Materials Chemistry Seminar - Professor Qian Chen, Materials Science and Engineering, UIUC - Electron Videography of Soft, Biological, and Energy Matter at the Nanoscale

3:45–4:45 pm GCIS W301

929 E. 57th Street

I will discuss my group’s recent progress on adapting a suite of electron microscopy methods (e.g., liquid-phase TEM, electron tomography, 4D-STEM) and machine-learning based data-mining to synthetic soft, biological, and energy related systems. In the first direction, we focus on the phase behaviors of nano-sized building units as they are dispersed in solution. As a proof-of-concept, we directly image the crystallization pathways of nanosized colloids into superlattices, where the discreteness and multi-scale coupling effects complicate the free energy landscape. Single particle tracking and simulations combined unravel a series of interesting pathways at this length scale, such as non-classical crystallization, size-dependent crystal growth habits of superlattices, and moiré patterning, enabling advanced crystal engineering. In the second direction, we study membrane proteins in their native lipid and liquid environment at the nanometer resolution. The proteins exhibit real-time “fingering” fluctuations, which we attribute to dynamic rearrangement of lipid molecules wrapping the proteins. The conformational coordinates of protein transformation obtained from the movies are used as inputs in our molecular dynamics simulations, to verify the driving force underpinning the function-relevant fluctuation.
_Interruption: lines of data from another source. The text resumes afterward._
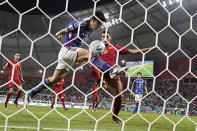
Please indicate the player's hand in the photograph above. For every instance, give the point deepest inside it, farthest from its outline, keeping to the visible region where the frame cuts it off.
(59, 37)
(154, 48)
(22, 80)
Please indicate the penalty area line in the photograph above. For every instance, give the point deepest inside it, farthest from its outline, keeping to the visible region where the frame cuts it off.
(52, 129)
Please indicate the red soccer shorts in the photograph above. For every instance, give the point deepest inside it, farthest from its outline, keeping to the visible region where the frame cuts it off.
(11, 84)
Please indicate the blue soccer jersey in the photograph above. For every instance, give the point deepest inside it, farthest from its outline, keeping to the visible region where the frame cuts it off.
(139, 86)
(84, 32)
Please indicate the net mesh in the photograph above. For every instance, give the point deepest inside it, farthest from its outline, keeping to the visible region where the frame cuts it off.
(153, 93)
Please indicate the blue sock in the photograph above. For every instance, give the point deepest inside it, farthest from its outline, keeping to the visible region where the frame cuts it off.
(40, 88)
(102, 65)
(136, 107)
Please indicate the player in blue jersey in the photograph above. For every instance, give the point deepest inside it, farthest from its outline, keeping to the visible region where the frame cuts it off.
(72, 52)
(139, 84)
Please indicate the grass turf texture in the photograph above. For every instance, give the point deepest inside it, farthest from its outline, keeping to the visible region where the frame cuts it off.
(85, 122)
(133, 72)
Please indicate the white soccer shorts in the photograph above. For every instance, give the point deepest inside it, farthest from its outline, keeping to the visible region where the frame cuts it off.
(67, 56)
(138, 97)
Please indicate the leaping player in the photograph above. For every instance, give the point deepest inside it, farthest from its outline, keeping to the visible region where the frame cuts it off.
(72, 52)
(115, 85)
(95, 96)
(17, 78)
(58, 88)
(139, 85)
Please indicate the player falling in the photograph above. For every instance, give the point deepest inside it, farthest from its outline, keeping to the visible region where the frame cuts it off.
(72, 52)
(95, 96)
(59, 88)
(17, 78)
(139, 85)
(115, 85)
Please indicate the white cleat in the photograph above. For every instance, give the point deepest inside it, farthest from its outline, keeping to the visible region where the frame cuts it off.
(28, 100)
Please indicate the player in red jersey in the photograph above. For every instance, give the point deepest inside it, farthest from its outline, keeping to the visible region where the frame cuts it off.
(17, 78)
(95, 98)
(58, 88)
(115, 85)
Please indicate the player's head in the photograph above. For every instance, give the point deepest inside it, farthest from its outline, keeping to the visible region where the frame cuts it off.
(139, 75)
(16, 56)
(108, 37)
(95, 23)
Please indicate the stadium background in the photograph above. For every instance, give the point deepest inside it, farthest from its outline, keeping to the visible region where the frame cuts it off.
(45, 49)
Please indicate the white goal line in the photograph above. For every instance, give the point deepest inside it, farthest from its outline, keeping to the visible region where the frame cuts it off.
(52, 129)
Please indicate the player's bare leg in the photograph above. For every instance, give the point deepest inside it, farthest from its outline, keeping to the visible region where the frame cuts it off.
(18, 94)
(8, 97)
(93, 105)
(63, 103)
(116, 86)
(97, 102)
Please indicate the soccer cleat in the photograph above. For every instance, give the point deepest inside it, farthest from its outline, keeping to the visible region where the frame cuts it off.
(117, 71)
(66, 108)
(5, 106)
(16, 103)
(116, 119)
(28, 100)
(94, 110)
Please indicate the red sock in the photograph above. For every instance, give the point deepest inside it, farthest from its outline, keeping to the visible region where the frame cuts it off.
(93, 105)
(96, 105)
(117, 105)
(8, 97)
(63, 103)
(17, 96)
(53, 102)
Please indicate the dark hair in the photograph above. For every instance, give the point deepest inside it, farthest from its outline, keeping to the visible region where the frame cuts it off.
(107, 32)
(139, 73)
(99, 15)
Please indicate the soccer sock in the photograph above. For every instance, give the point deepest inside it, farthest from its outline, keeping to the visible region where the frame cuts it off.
(93, 105)
(17, 96)
(96, 105)
(8, 97)
(40, 88)
(101, 64)
(136, 107)
(117, 105)
(63, 103)
(53, 102)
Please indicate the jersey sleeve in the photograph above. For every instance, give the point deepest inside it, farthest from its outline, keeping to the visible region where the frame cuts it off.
(123, 51)
(144, 83)
(72, 26)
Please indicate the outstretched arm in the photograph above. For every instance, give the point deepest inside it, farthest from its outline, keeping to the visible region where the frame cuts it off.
(5, 66)
(146, 90)
(60, 33)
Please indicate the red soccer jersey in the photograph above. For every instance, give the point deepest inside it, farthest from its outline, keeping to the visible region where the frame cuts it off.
(95, 93)
(110, 54)
(16, 70)
(59, 86)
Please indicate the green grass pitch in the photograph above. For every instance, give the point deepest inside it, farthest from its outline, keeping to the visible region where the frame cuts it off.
(85, 122)
(139, 68)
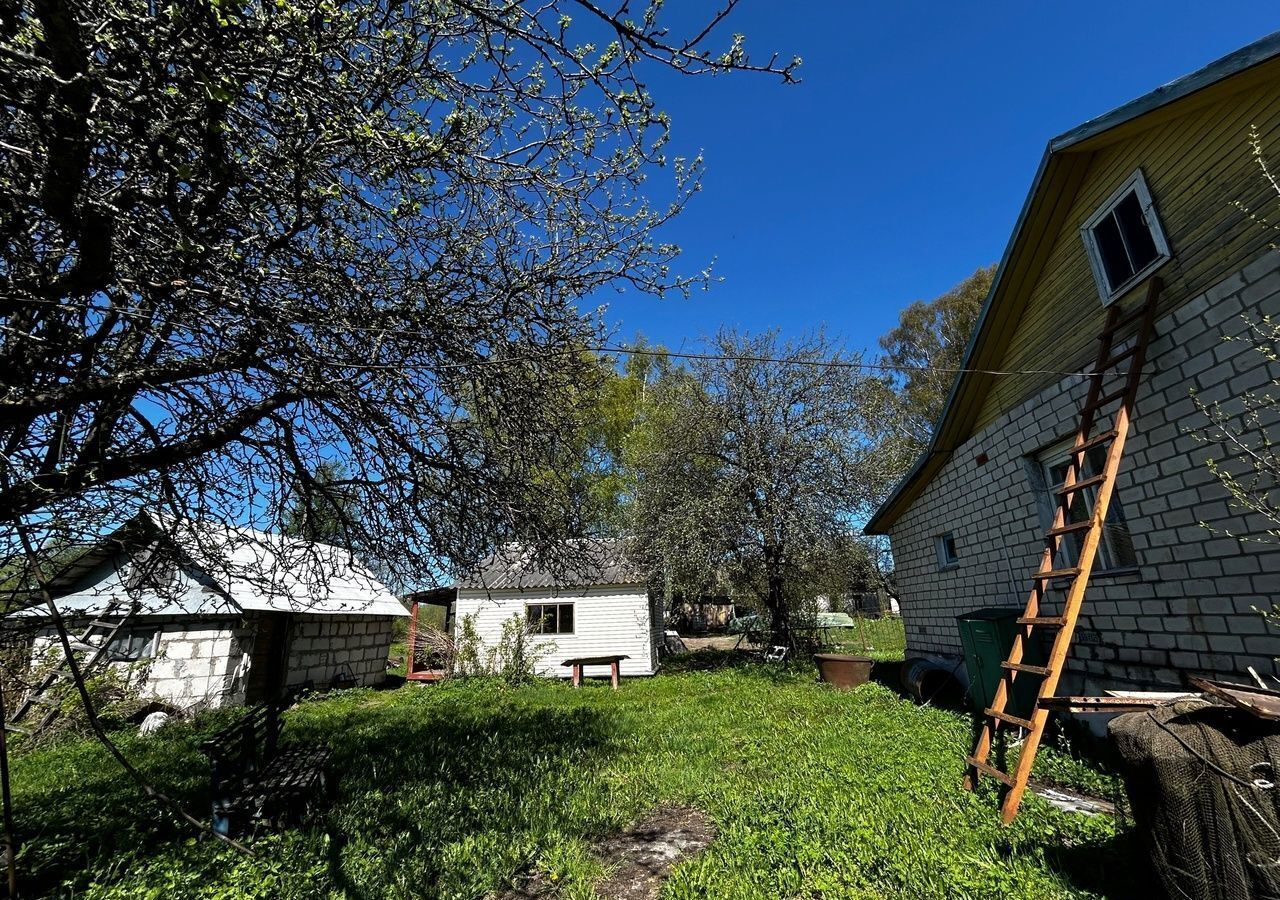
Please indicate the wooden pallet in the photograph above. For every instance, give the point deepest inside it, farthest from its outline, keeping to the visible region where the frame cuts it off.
(1112, 437)
(92, 644)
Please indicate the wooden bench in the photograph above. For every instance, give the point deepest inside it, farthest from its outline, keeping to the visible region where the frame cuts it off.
(255, 780)
(612, 662)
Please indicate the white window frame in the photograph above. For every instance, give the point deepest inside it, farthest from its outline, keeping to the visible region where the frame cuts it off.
(551, 603)
(946, 560)
(1106, 562)
(1136, 183)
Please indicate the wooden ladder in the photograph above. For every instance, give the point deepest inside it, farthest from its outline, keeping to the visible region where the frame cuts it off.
(1091, 529)
(94, 642)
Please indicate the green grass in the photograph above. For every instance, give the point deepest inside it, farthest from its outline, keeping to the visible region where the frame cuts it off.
(456, 789)
(878, 638)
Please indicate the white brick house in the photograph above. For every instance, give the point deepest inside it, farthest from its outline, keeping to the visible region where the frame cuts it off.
(228, 616)
(1169, 597)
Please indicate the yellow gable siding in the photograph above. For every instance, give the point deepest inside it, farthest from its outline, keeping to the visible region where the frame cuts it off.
(1198, 167)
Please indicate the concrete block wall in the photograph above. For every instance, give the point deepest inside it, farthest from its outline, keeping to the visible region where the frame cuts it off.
(324, 647)
(200, 663)
(1189, 604)
(197, 662)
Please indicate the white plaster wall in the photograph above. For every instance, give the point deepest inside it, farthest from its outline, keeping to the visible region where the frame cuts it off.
(607, 621)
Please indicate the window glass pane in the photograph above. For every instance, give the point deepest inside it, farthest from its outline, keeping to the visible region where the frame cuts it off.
(1115, 260)
(1137, 234)
(1116, 548)
(536, 618)
(131, 645)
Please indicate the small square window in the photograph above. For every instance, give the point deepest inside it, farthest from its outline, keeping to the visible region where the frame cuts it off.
(1115, 551)
(1124, 240)
(549, 618)
(949, 553)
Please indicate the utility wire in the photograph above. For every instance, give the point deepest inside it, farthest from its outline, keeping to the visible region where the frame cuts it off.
(634, 351)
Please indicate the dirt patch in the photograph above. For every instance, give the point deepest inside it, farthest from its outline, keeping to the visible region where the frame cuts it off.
(639, 858)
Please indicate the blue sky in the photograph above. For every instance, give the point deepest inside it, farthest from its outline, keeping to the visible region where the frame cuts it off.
(900, 161)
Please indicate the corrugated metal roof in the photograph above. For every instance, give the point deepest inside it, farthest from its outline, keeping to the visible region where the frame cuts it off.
(575, 563)
(227, 569)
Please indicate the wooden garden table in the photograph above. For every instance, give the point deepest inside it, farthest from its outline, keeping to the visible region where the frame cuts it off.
(611, 661)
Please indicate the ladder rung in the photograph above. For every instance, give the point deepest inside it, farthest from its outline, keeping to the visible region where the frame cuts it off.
(1106, 437)
(1024, 667)
(1070, 572)
(991, 771)
(1051, 621)
(1069, 528)
(1064, 489)
(1011, 720)
(1119, 357)
(1106, 398)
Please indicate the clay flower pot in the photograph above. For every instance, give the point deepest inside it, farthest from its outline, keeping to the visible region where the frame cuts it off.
(844, 671)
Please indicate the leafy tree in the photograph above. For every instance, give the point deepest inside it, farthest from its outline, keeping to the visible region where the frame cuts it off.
(929, 342)
(616, 420)
(1242, 430)
(238, 238)
(321, 511)
(750, 470)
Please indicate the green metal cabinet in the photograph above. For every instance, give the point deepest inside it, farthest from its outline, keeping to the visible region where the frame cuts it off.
(986, 636)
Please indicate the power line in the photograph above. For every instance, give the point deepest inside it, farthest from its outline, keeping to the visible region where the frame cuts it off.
(632, 351)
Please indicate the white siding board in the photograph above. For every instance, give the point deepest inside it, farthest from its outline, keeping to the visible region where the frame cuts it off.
(607, 620)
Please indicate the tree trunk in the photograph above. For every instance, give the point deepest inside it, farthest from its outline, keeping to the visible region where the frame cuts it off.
(775, 598)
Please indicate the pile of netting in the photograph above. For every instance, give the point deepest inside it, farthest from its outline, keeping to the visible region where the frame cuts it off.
(1202, 785)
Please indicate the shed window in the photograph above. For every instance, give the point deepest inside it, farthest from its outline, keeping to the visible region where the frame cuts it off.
(949, 554)
(551, 618)
(132, 644)
(1124, 238)
(1115, 549)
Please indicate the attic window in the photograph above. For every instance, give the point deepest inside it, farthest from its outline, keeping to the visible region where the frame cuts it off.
(1124, 238)
(949, 554)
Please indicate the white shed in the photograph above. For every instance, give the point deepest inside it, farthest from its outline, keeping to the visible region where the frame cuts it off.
(215, 615)
(600, 606)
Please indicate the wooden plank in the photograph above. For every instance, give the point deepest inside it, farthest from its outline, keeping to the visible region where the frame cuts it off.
(1024, 667)
(1010, 718)
(990, 771)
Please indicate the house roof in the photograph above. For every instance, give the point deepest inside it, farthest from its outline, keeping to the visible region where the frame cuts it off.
(234, 569)
(577, 563)
(1060, 174)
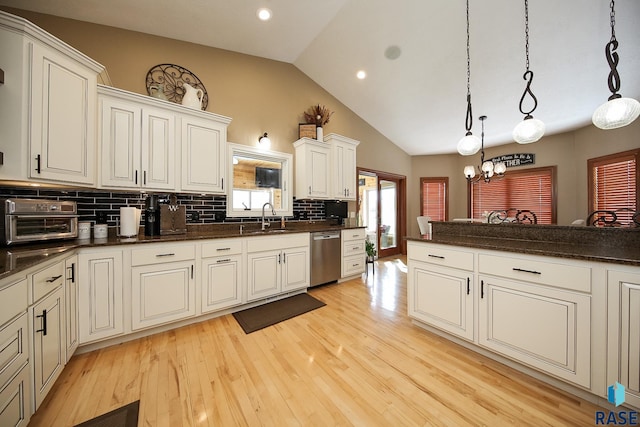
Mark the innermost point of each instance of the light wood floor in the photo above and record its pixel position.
(356, 361)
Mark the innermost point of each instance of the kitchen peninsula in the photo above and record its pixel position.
(555, 302)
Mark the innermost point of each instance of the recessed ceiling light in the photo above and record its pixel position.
(264, 14)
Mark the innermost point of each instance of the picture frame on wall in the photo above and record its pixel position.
(307, 130)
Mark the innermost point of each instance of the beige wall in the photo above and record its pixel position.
(260, 95)
(568, 151)
(270, 96)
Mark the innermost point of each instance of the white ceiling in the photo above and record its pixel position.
(418, 100)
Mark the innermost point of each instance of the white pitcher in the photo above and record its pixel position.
(192, 96)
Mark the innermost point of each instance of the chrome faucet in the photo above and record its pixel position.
(265, 223)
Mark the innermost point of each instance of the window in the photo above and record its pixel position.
(613, 183)
(531, 189)
(434, 198)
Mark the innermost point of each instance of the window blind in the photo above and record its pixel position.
(530, 189)
(434, 198)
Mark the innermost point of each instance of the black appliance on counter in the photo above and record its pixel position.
(152, 215)
(336, 211)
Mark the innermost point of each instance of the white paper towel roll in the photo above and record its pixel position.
(129, 221)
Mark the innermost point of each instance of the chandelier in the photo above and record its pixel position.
(487, 168)
(469, 144)
(617, 111)
(529, 129)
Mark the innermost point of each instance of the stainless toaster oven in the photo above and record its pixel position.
(34, 220)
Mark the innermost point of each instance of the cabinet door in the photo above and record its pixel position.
(162, 293)
(203, 155)
(71, 306)
(624, 333)
(120, 142)
(546, 328)
(295, 269)
(63, 111)
(15, 401)
(47, 319)
(221, 279)
(441, 297)
(344, 169)
(100, 303)
(158, 149)
(264, 274)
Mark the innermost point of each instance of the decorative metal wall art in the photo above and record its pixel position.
(171, 77)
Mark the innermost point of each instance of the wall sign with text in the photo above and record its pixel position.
(519, 159)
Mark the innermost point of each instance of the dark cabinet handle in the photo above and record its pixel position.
(73, 272)
(526, 271)
(44, 322)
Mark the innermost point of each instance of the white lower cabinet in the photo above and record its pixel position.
(222, 268)
(49, 356)
(623, 361)
(15, 400)
(100, 295)
(442, 297)
(546, 328)
(276, 265)
(162, 285)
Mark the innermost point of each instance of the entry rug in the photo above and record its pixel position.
(256, 318)
(125, 416)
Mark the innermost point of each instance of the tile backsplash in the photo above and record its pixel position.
(209, 209)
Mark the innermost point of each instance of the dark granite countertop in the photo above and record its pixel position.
(14, 259)
(581, 243)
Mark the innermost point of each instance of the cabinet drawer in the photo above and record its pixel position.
(353, 248)
(555, 274)
(160, 254)
(221, 247)
(13, 348)
(438, 255)
(46, 280)
(353, 234)
(15, 400)
(352, 265)
(13, 300)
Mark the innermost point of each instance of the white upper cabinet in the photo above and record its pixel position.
(326, 170)
(343, 171)
(48, 109)
(313, 159)
(203, 154)
(138, 143)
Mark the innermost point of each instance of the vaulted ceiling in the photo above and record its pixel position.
(414, 54)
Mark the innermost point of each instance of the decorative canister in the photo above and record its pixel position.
(100, 231)
(84, 230)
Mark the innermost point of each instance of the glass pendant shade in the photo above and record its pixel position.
(500, 168)
(616, 113)
(469, 145)
(529, 130)
(469, 171)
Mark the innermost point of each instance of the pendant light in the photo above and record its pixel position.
(529, 129)
(469, 144)
(617, 111)
(487, 168)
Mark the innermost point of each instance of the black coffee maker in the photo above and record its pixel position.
(152, 215)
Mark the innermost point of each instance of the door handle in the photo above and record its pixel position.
(43, 316)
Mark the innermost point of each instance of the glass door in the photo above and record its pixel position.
(380, 209)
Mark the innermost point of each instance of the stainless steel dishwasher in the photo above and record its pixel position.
(325, 257)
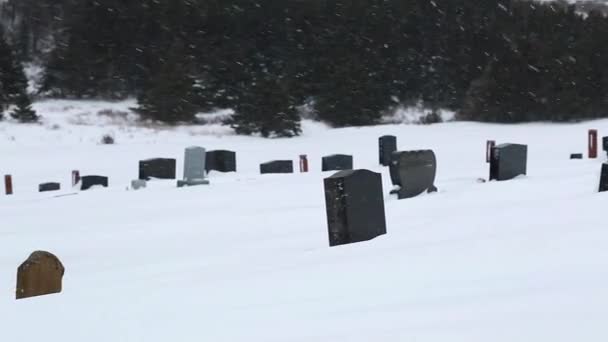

In the third direction, we further push direct imaging to separation membranes and multivalent ion batteries, where the strain embedded heterogeneously within leads to morphogenesis and distinct charge transport properties. We foresee our suite of “electron videography” tools to provide crucial and complementary insights in various materials systems, with the common theme of imaging and manipulating materials in space and time at the nanoscale.